Why Are Bees Important to Everyone?
Bees are vital to our food sources. As they forage nectar from blossoms, these furry creatures carry pollen from one plant to another. Without this pollination, fruits, seeds and vegetables would not grow. Some common foods that we consume in North America that require bees for pollination are avocados, soybeans, asparagus, broccoli, celery, squash, and sunflowers for oil, cucumbers, citrus fruit, peaches, kiwis, cherries, cranberries, melons, blueberries, strawberries, and Haskap berries. The pollination of alfalfa and clover provides food for livestock, connecting our meat and dairy supply with the busy honey bee as well.
Not only are bees vital in human food production, they pollinate the many varieties of plants that provide food for our wildlife.
Magnificent trees like the poplar and willow need bees for pollination as well or they would cease to exist. These important cogs in the wheel of our ecosystem clean our air by using carbon dioxide to produce their food. They also provide homes for many species of wildlife, insects and birds.

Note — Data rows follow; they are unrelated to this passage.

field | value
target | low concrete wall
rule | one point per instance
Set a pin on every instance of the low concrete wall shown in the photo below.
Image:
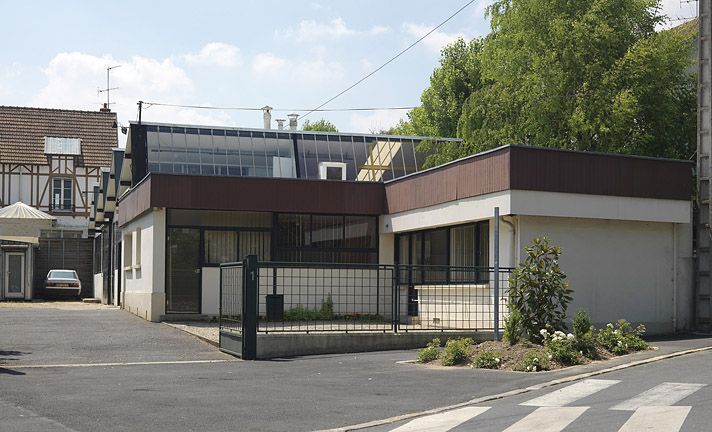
(292, 345)
(148, 306)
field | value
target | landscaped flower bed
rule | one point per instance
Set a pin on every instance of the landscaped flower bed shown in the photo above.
(556, 350)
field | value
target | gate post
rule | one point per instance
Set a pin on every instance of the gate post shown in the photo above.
(496, 273)
(249, 307)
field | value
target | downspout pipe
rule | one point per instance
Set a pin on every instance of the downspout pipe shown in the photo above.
(513, 228)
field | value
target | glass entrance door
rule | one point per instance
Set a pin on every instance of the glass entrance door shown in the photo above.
(183, 291)
(14, 275)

These amazing little beings live in colonies of 20,000 to 60,000 bees visit 50 to 100 flowers during one outing from their hive. The worker bees live for about 6 weeks and provide all the nectar for everyone in their humongous family. The queen needs lots of energy since she lays up to 2500 eggs each day in the summertime while the drones, who mate with the queen, also need to be fed!

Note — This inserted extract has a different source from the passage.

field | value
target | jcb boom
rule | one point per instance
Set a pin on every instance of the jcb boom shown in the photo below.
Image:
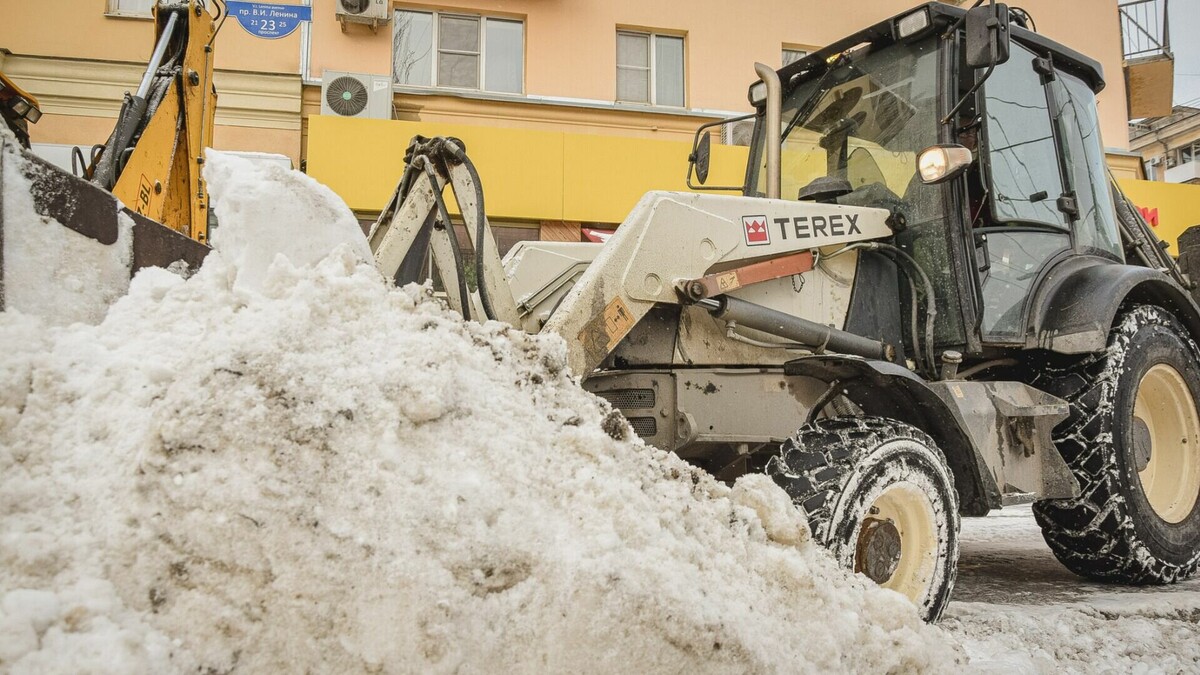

Honey: Part of Our Culture
Aside from the important role bees play to produce our food - and in the ecosystem for wildlife, the honey and honeycomb they produce is a valuable product to humans. Honey has natural antiseptic properties and was used to treat sore throats and as a dressing for wounds. The natural glucose and fructose in honey allows it to be digested quickly by the human body, providing a boost of energy. Furthermore, the honeycomb is used for cosmetics and other high quality, natural products.
The Endangered Honey Bee
We need honey bees-but honey bees are dying. A world without bees would have devastating consequences for our food supply, among other things.
Why are honey bees dying?
How Do We Save the Bees?
Fortunately, we have researchers who are dedicated to the survival of this fascinating and essential insect. With this in mind, Haskap Health will provide a donation, with every purchase of VBG, to support the research for the survival of honey bees.

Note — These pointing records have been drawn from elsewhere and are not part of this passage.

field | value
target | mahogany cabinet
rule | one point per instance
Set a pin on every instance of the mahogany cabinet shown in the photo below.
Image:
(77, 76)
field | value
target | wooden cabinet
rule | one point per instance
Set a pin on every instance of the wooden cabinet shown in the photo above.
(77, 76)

Industrialization and intensive agricultural practices have destroyed part of the natural habitat of these complex little creatures. On top of that, climate change has resulted in droughts and floods while changing the times in which flowers are in bloom, disrupting the natural environment and rhythms of the bees' habitat.
In addition to these devastating disruptions in the environment in which they live, a parasite has been infecting the colonies, killing thousands. This destructive organism is the Varroa mite. Not only does it feed on the bees but it also brings viruses to the colony, wiping out thousands of bees with one infestation.